Warbrick married Harriet Burt with whom he had one daughter, and he later worked as a tourist guide in the Rotorua area, where his brother Alfred was the Chief Government Guide. On 30 August 1903, while working with his brother in the geothermal region of the area, Joe Warbrick was killed. The Waimangu Geyser – then the largest geyser in the world – unexpectedly erupted with Joe Warbrick and several tourists in the vicinity; four of them, including Warbrick, were killed instantly by the superheated water ejected during the eruption before they were swept towards Lake Rotomahana. Joe Warbrick had warned one of the tourists not to venture too close to the geyser; however, she insisted on moving closer to get a better photograph. Warbrick accompanied her, and barely two minutes later the geyser erupted and killed the entire party.

==Impact and legacy==
As the captain and instigator of the 1888–89 Natives – the first New Zealand team to tour the British Isles – Warbrick had a lasting impact on the development of rugby in his homeland. When the Natives returned from tour they introduced a style of rugby as good as any ever seen in the country. According to Ryan, "their brand of sensational running style and combined forward play had never been seen in New Zealand." The speculative nature of the tour, which was outside the control of an official authority, concerned many of the provincial unions and gave further momentum to efforts to form a national body. In 1892 the New Zealand Rugby Football Union was founded which would, among other things, organise any representative tours. Many of the Natives went on to contribute to rugby as representative players, administrators, or referees. Two players, Ellison and Gage, went on to captain New Zealand.

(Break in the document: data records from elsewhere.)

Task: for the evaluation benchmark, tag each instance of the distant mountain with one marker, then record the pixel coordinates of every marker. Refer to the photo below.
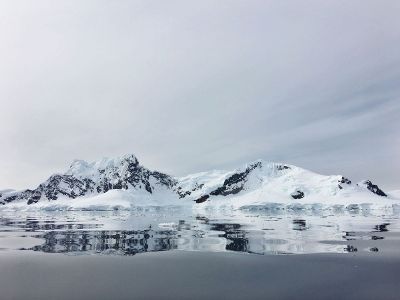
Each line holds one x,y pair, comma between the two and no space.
258,179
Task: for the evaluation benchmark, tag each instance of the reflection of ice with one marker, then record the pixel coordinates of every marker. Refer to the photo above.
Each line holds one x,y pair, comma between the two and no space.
163,229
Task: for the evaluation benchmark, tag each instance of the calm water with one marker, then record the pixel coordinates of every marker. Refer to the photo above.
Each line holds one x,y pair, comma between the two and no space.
171,229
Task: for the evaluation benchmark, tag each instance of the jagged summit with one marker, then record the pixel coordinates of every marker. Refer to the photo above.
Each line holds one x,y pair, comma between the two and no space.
256,180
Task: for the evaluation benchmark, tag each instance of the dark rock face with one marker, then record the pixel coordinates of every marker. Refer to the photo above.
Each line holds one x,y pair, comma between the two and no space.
297,195
235,183
343,181
282,167
72,186
374,188
202,199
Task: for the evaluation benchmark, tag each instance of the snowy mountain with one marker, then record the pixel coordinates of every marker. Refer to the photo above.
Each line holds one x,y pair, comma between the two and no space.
124,177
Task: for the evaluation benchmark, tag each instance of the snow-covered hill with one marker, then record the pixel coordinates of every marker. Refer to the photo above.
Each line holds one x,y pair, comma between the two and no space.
123,182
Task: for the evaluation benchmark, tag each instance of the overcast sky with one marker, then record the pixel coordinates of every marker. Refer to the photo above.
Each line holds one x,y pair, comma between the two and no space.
193,85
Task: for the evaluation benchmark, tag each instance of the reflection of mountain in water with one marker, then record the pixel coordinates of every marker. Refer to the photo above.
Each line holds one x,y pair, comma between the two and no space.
123,242
261,233
236,238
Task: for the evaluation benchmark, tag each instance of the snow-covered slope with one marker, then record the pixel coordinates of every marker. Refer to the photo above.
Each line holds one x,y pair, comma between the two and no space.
123,182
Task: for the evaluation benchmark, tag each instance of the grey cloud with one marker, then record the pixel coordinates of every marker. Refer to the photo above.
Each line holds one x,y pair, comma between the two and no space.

In 2008 Warbrick was inducted into the World Rugby Hall of Fame, and is a member of the Māori Sports Awards Hall of Fame. A short film, Warbrick, written and directed by brothers Pere and Meihana Durie, was released in 2009 and depicts Joe Warbrick preparing an injury-depleted Natives squad for a match. The film was played for the All Blacks during their preparations for a match against Australia in 2009.